Carlo Messina, il consigliere delegato di Intesa Sanpaolo, con una mossa tanto repentina quanto ben costruita, ha dato una zampata nell’asfittico mondo delle imprese italiane. Ha scelto come preda la migliore delle banche di seconda fascia, l’Ubi, riportata in vita da uno dei più bravi manager bancari in circolazione, e cioè Victor Massiah. Si pensava che Ubi potesse comprare qualche rivale: è stata comprata.
I modi possono sembrare poco urbani; proprio nel giorno in cui Massiah raccontava il futuro della sua banca in solitaria, si è beccato la scalata. Eppure Intesa ha fatto tesoro dalle sue incertezze del passato: un’operazione con le assicurazioni Generali saltò proprio perché trapelò sui giornali. Ecco perché l’acquisizione è stata annunciata come un fulmine a ciel sereno e – cosa rarissima nel mondo della finanza internazionale – è rimasta segreta, escludendo così operazioni preventive grazie ad informazioni privilegiate.
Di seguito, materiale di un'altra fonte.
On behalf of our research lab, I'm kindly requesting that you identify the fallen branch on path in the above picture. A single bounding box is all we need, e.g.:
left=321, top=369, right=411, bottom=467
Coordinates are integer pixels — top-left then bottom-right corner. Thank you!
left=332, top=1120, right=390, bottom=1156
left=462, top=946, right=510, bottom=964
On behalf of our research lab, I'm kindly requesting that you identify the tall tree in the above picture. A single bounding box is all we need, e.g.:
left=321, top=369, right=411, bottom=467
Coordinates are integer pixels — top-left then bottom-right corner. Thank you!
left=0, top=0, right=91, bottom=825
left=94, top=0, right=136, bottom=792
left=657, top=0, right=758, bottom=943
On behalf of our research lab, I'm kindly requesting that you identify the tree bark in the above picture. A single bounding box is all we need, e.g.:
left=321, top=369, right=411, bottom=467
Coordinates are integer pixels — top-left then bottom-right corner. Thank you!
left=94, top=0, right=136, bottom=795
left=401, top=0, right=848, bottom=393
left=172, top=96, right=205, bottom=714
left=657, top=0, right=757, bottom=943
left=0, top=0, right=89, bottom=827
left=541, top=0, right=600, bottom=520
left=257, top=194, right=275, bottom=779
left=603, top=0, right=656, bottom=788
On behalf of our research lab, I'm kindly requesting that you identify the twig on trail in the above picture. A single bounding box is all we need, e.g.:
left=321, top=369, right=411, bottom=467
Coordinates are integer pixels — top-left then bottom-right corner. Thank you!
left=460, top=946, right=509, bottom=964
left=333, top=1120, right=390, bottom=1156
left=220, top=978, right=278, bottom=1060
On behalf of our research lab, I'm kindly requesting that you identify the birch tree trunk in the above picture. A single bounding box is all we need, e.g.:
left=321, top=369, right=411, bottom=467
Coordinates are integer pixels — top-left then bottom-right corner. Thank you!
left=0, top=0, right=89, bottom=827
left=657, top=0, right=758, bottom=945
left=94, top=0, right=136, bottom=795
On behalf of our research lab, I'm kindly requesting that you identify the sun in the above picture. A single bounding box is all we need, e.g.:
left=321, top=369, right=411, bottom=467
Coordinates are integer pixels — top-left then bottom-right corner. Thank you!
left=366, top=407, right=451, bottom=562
Nasce così un colosso in Italia, e il settimo gruppo bancario in Europa. Ma restiamo ancora dei nani. Basti pensare che la sola JpMorgan ha un valore pari alle dieci più importanti banche europee messe insieme. Ieri i mercati finanziari hanno premiato la preda (come era inevitabile, vista la valorizzazione implicita nell’acquisto), ma anche il predatore. Segno che il mercato ritiene che si crei ricchezza per tutti. La nascita di un nazionale, nel settore del credito, avviene nel momento di maggior debolezza della politica.
Con generosità, ben calcolata, Messina si è fatto assistere dall’istituto che un tempo era suo rivale, e cioè Mediobanca. La personalità più eminente di Intesa e Ubi, e cioè il professor Bazoli, ha dichiarato di non essere stato messo al corrente dell’operazione. Difficile però pensare che sia stata organizzata contro il suo parere.
Tutti piccoli dettagli di un puzzle che ci fanno ritenere come sia nato in Italia un nuovo punto di riferimento anche politico. Nel senso più nobile del termine. Se l’offerta dovesse essere accettata, Intesa Sanpaolo racchiuderebbe in sé gran parte di quello che resta dell’establishment italiano. Non più solo una banca di sistema, non più solo il centro per la soluzione dei pasticci combinati da politica e imprese. Diventa un imprescindibile attore politico di un Paese desertificato. In cui mancano da anni punti di riferimento dell’economia.
Carlo Messina è un uomo di conti e di bilanci. Ha sempre dimostrato di avere sensibilità verso il mondo che lo circonda, basti pensare agli impegni recentemente assunti sulla sostenibilità, sulla cultura e sull’educazione, ma sempre con un occhio all’ultima riga del conto economico. E ciò che chiedono gli azionisti. E ciò che serve all’Italia. Come per tutti i campioni nazionali, il rischio potrà nascere quando si cambierà l’allenatore.